2019 quedará grabado, con letras de sangre, en la frágil memoria de la nación como un año surrealista; ha sido el año cuyas estadísticas han roto toda cota y han rebasado con creces las más inverosímiles expectativas de desempeño socioeconómico que país alguno del hemisferio hispanohablante pudo haberse planteado en tan solo 12 meses. A lo largo y dilatado de todo este miserable 2019 presencié y padecí situaciones insufribles hasta el asco. Vi caer a mi lado gente, ciertamente aseada y más o menos bien vestida, con mareos y bajas de tensión o hipoglicemias producto del hambre atroz que aguijoneó hasta los tuétanos la naturaleza biopsicoemocional del venezolano. En no pocas oportunidades, a la salida de una panadería, tuve que dejar parte de lo poco que pude comprar a gente que me partió el alma al tenderme su brazo tembloroso y débil por el hambre y yo sobreponiéndome a la realidad con ojos aguados tuve que sucumbir a las irresistibles demandas y clamores de la vieja añosa y desdentada hermana de la muerte que tiene mil nombres pero siempre la identificamos por el mismo: el hambre.
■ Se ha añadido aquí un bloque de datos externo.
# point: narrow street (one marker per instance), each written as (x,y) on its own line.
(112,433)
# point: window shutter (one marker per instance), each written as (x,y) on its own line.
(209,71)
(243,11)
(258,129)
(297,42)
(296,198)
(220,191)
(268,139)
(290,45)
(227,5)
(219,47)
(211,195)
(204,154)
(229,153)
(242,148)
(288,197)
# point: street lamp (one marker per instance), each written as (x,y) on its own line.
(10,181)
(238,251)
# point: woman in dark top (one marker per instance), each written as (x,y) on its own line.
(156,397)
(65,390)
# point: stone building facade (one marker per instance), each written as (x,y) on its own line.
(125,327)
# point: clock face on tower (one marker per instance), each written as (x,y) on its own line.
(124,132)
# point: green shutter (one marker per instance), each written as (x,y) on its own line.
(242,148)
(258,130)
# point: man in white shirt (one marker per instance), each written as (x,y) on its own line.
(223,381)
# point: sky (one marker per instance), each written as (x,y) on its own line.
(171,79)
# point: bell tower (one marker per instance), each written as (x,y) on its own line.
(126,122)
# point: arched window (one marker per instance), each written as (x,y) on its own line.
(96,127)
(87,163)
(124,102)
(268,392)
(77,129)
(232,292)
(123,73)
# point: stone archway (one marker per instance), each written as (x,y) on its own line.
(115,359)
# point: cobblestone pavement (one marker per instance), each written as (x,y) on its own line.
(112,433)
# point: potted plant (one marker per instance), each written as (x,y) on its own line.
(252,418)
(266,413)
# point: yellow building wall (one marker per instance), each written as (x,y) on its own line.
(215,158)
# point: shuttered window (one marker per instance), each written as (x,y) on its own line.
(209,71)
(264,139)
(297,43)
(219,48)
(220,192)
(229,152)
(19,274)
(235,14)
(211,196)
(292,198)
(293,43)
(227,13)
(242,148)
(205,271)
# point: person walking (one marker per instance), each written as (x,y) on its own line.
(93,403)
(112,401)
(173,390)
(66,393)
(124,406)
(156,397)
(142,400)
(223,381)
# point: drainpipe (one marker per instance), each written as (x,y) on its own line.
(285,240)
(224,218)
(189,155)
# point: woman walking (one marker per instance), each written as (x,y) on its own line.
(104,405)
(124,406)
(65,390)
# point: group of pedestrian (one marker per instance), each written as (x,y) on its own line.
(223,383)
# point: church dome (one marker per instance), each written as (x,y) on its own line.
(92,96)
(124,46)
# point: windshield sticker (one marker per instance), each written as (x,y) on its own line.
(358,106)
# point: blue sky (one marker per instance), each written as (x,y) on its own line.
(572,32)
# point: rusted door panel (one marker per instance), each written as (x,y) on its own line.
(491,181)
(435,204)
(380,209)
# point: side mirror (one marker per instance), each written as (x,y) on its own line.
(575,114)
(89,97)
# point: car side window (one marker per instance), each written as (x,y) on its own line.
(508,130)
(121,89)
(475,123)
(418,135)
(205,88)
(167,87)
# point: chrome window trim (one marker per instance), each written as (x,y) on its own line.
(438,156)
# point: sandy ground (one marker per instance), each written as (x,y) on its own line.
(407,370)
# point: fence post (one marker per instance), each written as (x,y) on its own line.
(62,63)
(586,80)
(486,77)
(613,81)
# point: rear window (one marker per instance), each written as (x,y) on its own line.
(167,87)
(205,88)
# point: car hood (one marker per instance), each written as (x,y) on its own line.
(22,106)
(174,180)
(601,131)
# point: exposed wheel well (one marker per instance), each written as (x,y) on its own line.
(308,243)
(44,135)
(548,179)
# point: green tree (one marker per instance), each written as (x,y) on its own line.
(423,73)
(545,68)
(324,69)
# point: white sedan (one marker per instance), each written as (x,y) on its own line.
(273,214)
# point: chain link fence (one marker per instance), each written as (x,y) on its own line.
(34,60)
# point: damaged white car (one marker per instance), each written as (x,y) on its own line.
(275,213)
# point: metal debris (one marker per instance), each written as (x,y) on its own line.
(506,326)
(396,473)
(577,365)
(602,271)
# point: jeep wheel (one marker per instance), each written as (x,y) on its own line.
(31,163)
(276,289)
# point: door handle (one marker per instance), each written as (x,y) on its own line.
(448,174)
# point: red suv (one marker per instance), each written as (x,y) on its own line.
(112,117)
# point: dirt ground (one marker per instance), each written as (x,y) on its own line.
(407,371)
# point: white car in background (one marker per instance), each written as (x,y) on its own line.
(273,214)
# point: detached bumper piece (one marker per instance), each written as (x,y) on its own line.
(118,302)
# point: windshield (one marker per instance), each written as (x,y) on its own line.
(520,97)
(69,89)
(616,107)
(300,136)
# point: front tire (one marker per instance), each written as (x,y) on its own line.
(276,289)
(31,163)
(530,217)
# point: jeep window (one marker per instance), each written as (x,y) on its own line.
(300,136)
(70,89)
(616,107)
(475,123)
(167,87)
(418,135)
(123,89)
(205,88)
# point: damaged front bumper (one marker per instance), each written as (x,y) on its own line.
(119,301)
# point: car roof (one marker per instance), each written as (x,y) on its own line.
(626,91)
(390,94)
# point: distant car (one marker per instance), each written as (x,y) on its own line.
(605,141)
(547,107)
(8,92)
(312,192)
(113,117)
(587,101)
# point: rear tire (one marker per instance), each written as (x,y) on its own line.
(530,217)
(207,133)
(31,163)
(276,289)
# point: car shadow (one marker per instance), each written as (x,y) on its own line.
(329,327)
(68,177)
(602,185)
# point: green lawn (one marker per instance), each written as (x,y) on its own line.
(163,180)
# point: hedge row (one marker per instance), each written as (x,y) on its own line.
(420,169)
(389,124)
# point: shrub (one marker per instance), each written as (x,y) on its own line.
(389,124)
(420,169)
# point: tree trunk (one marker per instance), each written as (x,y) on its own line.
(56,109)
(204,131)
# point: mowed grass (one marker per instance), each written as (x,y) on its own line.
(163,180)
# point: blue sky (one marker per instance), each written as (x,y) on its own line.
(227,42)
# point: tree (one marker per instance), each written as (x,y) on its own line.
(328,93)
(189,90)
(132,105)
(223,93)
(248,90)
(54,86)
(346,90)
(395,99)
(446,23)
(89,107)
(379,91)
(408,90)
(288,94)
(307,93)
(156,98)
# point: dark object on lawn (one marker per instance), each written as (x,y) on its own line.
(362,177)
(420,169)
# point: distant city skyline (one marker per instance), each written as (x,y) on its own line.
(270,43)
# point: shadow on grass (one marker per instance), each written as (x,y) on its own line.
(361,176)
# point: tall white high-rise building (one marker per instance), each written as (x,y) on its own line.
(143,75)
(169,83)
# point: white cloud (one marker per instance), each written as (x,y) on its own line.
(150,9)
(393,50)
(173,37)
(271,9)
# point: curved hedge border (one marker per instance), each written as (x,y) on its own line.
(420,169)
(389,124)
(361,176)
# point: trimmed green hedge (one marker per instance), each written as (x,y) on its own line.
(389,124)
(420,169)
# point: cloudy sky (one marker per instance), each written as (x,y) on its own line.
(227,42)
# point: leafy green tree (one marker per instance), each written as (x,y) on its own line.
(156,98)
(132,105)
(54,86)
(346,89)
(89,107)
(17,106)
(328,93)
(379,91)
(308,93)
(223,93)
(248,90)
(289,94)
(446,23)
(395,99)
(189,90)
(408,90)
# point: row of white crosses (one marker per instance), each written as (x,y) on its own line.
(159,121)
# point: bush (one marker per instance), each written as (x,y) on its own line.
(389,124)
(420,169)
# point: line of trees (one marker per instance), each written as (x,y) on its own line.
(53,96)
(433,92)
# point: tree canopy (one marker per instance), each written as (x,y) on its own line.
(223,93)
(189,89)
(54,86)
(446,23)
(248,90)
Este año tampoco hubo medicinas. Ni antibióticos, ni quimioterapias, ni antihipertensivos, ni tratamientos para el VIH… Quien enfermó este año 2019 y no pudo tratarse a tiempo y procurarse las medicinas a precios indecibles, ya a esta hora hace rato cruzó El Rubicón de este resto de vida que le queda a la Venezuela que una vez conocimos.
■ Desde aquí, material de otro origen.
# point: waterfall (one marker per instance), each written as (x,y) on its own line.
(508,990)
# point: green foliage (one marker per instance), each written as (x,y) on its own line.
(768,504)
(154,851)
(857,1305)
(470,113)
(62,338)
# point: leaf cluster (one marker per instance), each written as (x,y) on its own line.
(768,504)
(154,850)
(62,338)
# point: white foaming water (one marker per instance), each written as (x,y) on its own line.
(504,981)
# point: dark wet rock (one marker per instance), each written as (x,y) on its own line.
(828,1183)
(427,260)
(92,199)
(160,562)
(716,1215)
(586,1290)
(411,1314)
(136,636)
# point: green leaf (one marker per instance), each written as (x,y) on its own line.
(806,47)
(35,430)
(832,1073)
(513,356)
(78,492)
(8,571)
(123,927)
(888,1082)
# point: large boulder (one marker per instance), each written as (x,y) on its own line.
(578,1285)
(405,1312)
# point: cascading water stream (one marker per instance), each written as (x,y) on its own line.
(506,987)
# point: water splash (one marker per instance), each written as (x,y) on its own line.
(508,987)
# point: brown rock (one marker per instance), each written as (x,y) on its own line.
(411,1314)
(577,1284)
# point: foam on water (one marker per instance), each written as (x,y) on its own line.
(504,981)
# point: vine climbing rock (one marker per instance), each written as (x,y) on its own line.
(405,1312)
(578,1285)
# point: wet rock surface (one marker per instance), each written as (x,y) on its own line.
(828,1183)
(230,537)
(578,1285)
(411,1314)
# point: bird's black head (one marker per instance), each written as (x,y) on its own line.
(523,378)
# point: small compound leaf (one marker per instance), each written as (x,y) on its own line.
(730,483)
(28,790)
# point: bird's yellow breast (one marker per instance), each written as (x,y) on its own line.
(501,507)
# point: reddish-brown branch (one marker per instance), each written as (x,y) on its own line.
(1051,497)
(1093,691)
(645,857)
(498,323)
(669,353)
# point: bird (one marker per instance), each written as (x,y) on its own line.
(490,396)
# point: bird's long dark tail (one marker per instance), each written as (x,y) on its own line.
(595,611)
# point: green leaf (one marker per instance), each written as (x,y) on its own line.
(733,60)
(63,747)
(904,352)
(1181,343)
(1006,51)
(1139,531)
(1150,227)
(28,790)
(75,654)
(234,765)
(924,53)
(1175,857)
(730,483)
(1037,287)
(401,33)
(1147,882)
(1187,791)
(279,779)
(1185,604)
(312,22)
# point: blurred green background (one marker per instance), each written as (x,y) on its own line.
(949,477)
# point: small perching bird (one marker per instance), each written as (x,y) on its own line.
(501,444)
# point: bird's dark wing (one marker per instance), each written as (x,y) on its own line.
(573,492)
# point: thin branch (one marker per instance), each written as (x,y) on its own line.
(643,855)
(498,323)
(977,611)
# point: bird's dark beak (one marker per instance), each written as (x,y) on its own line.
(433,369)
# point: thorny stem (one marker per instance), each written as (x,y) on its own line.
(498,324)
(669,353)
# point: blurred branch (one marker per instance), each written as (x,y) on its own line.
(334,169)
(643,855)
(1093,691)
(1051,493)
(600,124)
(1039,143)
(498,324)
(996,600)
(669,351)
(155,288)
Los ojos de hermosas mujeres ya no brillan como hace apenas unos dos o tres años. Las hermosas y perfectas nalgas de las damas que exhibían sus golosos glúteos al ritmo de sus tongoneos pelvianos y pubo-coxígeos en centros comerciales o lugares públicos concurridos, hoy son disminuidas carnes flácidas ataviadas por blue jeans que ostentan costuras evidentes y revelan la flacura y delgadez dejada por las miserias de una vida que no merece llamarse vida. Este ha sido el año del abatimiento social y el desasosiego existencial generalizado; el año de la parálisis colectiva, el de la carraplana y el desastre nacional. Fue, también –ex aequo– el año del hundimiento del tristemente célebre “petro”, ese macabro invento de la “revolución bolivarera y bolivaresca”. Durante este mes me fumé una caja de cigarrillos y cada cigarrettes lo encendí con un billetico “soberano” de 500 bolívares, señal cínica del auténtico valor de nuestra vapuleada moneda nacional.
Paradójicamente, durante este año infame en todos los órdenes de la vida, leí más que durante años anteriores, “pesqué” más libros digitales en formato electrónico y mi Kindle se convirtió en mi inseparable artefacto electrónico que me ayudó a sortear no pocas crisis e impasse de índole tan dispares pero todas desencadenadas por la hecatombe social y el hundimiento moral, para no hablar de la disolución gradual pero sistemática del cuerpo social.
En las “malas” se conocen los verdaderos amigos. Este año fue testigo de genuinos afectos que me escribieron y me llamaron por teléfono. Yo, por supuesto, hice otro tanto con ellos. Me sentí verdaderamente querido y eso en un país quebrado y despedazado por el odio no es poca cosa. No me puedo quejar y, efectivamente, no me quejo; antes bien, celebro con alegría de sobreviviente la vida que me trae el brillo del sol junto con el canto del pájaro en las mañanas sobre mi ventana. Muchas nubes negras se cernieron sobre los cielos de mi amada Venezuela laboriosa y estudiosa, pero siempre salió un rayo de sol que iluminó el horizonte.
Y a pocos días para que finalice el año viejo hago votos sinceros por la salud espiritual y física del país que resiste a los avatares del naufragio nacional.